Re: UTF-8 Syntax

From: toby_phipps@peoplesoft.com
Date: Fri Jun 08 2001 - 19:11:14 EDT


As one of the proponents of the UTF-8S proposal, I feel compelled to
respond to some of the recent comments regarding the proposal on the
unicode and unicore lists. Although there have been some good comments
about how the goals of the proposal could be accomplished without a new
encoding form, there have also been numerous arguments against UTF-8S
varying from simply unprofessional (the WTF thread) through to blatently
false (encoding doesn't imply a collation). Let me address each of the
comments individually. There's been a lot of talk about the UTF-8S
proposal on both the unicode and unicore list, so please forgive me (and
notify me if you feel the need) if I have missed any of the salient points
that require a response.

--
Toby Phipps
PeopleTools Product Manager - Global Technology
PeopleSoft, Inc.
tphipps@peoplesoft.com

1. UTF-8S doesn't need to be "accepted" or "approved" by the UTC, as its use is within a proprietary, closed system.

Nothing could be further from the truth. Just look at which companies are pushing the proposal (Oracle, SAP, PeopleSoft). These organizations all share the same technological issue, but are also direct competitors. We share a common technology - that of large SQL databases, and in the case of PeopleSoft and SAP, heterogeneity across many different SQL databases. We need a commonly understood UTF-8 encoding that can be used as a database encoding, an in-memory encoding and other "internal" forms, but at the same time, passed between systems from different vendors.
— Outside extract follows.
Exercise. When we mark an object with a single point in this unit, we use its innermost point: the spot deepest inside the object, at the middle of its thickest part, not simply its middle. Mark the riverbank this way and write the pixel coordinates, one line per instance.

PeopleSoft and SAP support a range of database platforms, including Oracle, Microsoft SQL Server, and IBM DB2. Communication between *applications* from one vendor to a *database* from another vendor is not a closed system.

2. An encoding form does not imply a collation

False. The most basic collation in any system is the binary order of the codepoints in their current encoding. That's what C gives you with the strcmp( ) function, what COBOL gives you with " > ", what Java gives you with its basic string classes. Even though the binary collation of each Unicode transformation makes no linguistic sense, developers all over the world make use of binary collation string comparisons to optimize code, especially when dealing with huge volumes of data. Just looking at PeopleSoft's tens of millions of lines of code, the great majority of our collation-depedent comparisons (eg. comparisons returning more information than simple equivalence) are used for performance and optimization.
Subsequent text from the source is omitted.